15. Biphyletic Origin
• A. hypogaea subsp. fastigiata Waldron
evolved from a diploid species such as A.
batizocoi and A. duranensis while
• A. hypogaea subsp. hypogaea evolved from
diploid species such as A. batizocoi and A.
villosa Benth.
{A. duranensis is the most probable donor of the A
genome, although A. villosa is only discarded on
geographic and morphological grounds.}
16. Genetic Evidence
• Arachis hypogaea is an allotetraploid species (2n = 4x = 40, AABB) with a
very large and complex genome.
• Cytologically, it behaves mostly as a diploid, but multivalents can result in
skewed genetic ratios.
• Peanut display both disomic and tetrasomic genetic recombination.
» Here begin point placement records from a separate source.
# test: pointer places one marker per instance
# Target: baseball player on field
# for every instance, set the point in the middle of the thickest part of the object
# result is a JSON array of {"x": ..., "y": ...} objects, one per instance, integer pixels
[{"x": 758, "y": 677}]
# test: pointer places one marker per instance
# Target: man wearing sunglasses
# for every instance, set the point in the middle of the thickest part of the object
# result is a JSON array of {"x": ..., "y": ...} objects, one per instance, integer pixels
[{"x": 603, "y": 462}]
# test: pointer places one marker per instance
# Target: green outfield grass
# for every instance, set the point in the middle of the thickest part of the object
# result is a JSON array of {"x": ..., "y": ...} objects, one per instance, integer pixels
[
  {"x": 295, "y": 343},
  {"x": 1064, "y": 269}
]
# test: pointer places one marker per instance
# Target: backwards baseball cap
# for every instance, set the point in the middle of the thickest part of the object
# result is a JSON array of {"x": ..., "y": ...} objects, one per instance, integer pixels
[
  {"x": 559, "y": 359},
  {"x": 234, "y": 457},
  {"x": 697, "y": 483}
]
• A. hypogaea was derived from just two wild diploid species, and indeed
probably between very few or one individual of each diploid species. This is
supported by the very limited genetic variability among landraces and
commercial cultivars of A. hypogaea and from its molecular cytogenetics
• It is also apparent that the wild tetraploid A. monticola is very closely related
to A. hypogaea, indeed they most probably share the same origin. They have
very high crossability, cytogenetically the species are indistinguishable, and
molecular studies show they are very closely related and the same biological
species. They cannot be differentiated based on isozymes , Random
Amplified Polymorphic DNA (RAPD), or microsatellite markers.
• However, various studies based on AFLP, microsatellite, or Sequence-Related
Amplified Polymorphism (SRAP) markers have shown that A. monticola does
have enough genetic divergence to form a separate group and can be
considered the same biological species.